Lupini C., Cecchinato M., Ricchizzi E., Pesente P ., Sperati Ruffoni L., Catelli E.
I Metapneumovirus Aviari (AMPV) sono virus ad RNA appartenenti alla famiglia delle Paramyxoviridae ed al genere Metapneumovirus. Sono causa nel tacchino di una infezione delle prime vie respiratorie nota come Rinotracheite del Tacchino (TRT), mentre nel pollo sono responsabili di forme respiratorie più o meno lievi, che possono sfociare nella Sindrome della Testa Gonfia. Sono stati sino ad ora individuati 4 sottotipi di AMPV (A, B, C e D), distinti variamente fra loro sia dal punto di vista genetico che biologico e sierologico. I sottotipi A e B sono i più diffusi a livello mondiale essendo presenti in Europa, Asia, Centro e Sud America ed inoltre in Africa, dove l’infezione è comparsa per la prima volta alla fine degli anni 70 (Gough e Jones, 2008).

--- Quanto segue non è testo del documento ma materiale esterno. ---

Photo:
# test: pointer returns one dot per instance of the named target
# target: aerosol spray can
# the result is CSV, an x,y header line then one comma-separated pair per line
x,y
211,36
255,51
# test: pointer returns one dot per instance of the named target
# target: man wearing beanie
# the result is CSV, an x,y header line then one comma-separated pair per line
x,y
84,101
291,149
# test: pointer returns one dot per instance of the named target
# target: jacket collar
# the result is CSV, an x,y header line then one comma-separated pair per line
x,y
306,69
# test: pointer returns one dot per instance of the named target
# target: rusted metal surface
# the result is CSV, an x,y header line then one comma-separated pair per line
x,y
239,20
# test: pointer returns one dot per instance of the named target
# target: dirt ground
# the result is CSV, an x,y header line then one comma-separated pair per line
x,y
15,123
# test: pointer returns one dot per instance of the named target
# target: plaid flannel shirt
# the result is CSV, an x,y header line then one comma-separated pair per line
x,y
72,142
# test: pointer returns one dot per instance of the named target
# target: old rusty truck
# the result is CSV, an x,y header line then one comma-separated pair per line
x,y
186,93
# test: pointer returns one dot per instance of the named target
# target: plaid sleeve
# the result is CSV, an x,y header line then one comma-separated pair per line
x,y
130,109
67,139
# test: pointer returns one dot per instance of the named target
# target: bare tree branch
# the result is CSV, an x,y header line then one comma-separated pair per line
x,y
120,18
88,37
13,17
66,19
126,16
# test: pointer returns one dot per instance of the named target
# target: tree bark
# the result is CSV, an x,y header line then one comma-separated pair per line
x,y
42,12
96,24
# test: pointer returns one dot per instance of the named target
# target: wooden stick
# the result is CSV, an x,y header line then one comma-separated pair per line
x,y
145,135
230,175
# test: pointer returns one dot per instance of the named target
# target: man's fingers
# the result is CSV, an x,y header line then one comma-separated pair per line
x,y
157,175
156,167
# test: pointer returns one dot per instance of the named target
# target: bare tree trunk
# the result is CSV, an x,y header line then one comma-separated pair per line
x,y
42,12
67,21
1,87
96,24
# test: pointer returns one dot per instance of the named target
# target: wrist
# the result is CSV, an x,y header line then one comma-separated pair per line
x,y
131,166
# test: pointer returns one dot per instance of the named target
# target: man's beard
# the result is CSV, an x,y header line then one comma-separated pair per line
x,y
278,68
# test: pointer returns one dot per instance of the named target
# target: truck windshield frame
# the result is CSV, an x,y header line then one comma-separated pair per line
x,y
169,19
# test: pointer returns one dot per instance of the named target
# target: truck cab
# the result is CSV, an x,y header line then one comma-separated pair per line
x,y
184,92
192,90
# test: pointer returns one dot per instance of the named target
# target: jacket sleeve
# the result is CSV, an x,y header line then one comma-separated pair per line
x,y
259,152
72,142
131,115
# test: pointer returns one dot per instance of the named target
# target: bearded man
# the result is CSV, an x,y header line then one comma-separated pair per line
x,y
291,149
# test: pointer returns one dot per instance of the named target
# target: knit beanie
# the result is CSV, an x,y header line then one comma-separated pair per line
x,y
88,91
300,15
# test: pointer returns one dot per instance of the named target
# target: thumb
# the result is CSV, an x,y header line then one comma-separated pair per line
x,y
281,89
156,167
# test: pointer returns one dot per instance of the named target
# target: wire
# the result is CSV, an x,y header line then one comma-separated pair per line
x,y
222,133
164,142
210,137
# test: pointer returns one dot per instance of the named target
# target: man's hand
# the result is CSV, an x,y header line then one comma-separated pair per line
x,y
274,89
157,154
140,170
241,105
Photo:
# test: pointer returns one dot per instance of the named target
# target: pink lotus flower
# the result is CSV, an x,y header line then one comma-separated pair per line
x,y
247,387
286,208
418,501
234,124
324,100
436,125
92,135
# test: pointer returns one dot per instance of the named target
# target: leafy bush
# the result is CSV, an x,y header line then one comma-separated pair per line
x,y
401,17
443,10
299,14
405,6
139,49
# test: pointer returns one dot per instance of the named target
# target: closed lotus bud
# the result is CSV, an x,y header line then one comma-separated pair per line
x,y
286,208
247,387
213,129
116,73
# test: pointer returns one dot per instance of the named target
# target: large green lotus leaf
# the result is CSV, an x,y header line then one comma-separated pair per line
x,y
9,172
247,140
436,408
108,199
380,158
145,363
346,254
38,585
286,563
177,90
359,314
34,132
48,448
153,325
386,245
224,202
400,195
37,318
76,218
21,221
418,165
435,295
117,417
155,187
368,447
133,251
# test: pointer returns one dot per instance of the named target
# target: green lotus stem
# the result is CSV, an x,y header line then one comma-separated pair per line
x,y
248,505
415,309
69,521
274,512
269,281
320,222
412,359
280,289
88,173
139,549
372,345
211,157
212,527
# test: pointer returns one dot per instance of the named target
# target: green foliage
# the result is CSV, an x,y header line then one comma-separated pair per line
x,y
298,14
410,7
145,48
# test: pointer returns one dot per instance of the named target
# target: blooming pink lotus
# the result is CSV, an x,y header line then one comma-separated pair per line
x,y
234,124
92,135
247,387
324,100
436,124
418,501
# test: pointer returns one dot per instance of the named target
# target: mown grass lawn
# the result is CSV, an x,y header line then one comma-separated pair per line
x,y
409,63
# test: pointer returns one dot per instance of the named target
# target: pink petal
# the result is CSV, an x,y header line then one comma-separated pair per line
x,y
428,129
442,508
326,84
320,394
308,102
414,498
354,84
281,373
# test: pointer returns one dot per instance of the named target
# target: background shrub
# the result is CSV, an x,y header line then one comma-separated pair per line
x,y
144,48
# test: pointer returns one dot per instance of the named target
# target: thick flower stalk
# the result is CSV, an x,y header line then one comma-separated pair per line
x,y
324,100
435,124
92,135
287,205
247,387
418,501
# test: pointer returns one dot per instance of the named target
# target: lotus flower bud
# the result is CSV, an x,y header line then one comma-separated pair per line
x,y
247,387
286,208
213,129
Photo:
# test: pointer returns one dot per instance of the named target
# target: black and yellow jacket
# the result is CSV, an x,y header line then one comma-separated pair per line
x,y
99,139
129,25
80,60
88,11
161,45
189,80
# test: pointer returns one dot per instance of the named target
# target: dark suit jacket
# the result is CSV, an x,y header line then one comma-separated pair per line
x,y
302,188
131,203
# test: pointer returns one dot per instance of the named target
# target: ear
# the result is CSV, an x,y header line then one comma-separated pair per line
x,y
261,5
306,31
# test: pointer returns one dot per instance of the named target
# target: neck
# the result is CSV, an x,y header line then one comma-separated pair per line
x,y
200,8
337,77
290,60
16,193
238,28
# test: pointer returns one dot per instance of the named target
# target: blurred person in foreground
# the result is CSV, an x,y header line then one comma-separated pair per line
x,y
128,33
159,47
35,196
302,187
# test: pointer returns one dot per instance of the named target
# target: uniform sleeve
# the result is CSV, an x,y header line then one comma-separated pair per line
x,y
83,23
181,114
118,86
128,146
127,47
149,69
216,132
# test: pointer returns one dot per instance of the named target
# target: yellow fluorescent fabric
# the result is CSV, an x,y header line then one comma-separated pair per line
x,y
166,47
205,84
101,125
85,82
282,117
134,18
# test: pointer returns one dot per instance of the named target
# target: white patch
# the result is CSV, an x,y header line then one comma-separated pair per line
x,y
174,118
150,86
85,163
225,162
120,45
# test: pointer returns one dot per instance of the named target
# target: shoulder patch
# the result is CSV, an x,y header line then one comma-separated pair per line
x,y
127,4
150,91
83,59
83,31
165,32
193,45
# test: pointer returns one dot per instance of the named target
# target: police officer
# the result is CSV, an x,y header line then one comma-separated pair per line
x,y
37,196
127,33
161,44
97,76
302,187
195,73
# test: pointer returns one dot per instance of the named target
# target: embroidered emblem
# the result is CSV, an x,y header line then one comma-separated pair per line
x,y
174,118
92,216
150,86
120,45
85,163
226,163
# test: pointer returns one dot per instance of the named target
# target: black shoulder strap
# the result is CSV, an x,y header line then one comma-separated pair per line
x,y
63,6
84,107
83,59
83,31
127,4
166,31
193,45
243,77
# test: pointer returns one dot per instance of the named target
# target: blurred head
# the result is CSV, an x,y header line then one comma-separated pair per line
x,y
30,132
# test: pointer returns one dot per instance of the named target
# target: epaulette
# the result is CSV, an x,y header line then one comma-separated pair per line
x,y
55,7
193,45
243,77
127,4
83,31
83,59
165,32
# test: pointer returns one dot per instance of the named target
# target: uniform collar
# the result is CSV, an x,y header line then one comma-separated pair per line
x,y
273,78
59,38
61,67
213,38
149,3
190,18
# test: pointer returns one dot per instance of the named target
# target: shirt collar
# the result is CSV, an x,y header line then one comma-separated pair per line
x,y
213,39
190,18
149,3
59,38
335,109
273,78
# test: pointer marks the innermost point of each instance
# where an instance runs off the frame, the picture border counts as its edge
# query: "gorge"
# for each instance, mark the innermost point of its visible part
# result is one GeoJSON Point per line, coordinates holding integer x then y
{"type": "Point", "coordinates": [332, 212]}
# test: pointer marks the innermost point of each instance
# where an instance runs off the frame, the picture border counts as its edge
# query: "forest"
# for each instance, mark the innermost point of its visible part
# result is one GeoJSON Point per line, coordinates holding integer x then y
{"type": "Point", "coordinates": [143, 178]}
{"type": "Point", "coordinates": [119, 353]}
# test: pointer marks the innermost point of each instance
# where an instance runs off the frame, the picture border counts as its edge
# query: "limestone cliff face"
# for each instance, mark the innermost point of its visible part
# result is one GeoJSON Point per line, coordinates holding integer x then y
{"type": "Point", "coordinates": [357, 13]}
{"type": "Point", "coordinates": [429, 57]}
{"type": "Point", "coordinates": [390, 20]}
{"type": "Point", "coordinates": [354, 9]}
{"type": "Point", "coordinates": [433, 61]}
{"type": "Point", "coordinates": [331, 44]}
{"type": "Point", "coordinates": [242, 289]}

In Italia l’infezione si è diffusa a partire dal 1987 (Fabris e D’Aprile, 1990).
Successivamente si è endemizzata nelle Regioni a maggior vocazione avicola, con prevalenza del sottotipo B (Catelli et al., 2004; Catelli, 2006). Per il controllo TRT sono utilizzati vaccini vivi attenuati; fra quelli disponibili nel nostro Paese è diffuso l’utilizzo del sottotipo B, somministrato nei tacchini da carne, via spray, in incubatoio. E’ stato dimostrato che ceppi vaccinali possono essere evidenziati tramite RT -PCR fino alla quarta settimana di età (Catelli et al., 2010), associati o meno a sintomatologia respiratoria. In presenza di forme cliniche risulta necessario poter discriminare tra ceppi di campo e di origine vaccinale.
L’analisi della sequenza del gene G di numerosi ceppi AMPV sottotipo B isolati in varie aree geografiche del mondo (Cecchinato et al., 2009), ha rivelato la presenza, nella sola sequenza del vaccino B (ceppo VCO3) maggiormente utilizzato in Italia, di un sito di riconoscimento dall’enzima di restrizione Msel. Tale sito è localizzato nell’amplicone che si ottiene con il protocollo di RT nested-PCR messo a punto da Naylor et al. (1997), e comunemente impiegato in Europa per la diagnosi delle infezioni da AMPV e la distinzione fra sottotipi A e B.
Basandosi su queste evidenze, è stato messo a punto e testato su alcuni AMPV isolati in Italia, inclusi i ceppi precoci isolati da Catelli et al. (2010), un protocollo di PCR-Restriction Fragment Length Polymorphism (RFLP) in grado di discriminare fra ceppi sottotipo B di campo e vaccinali.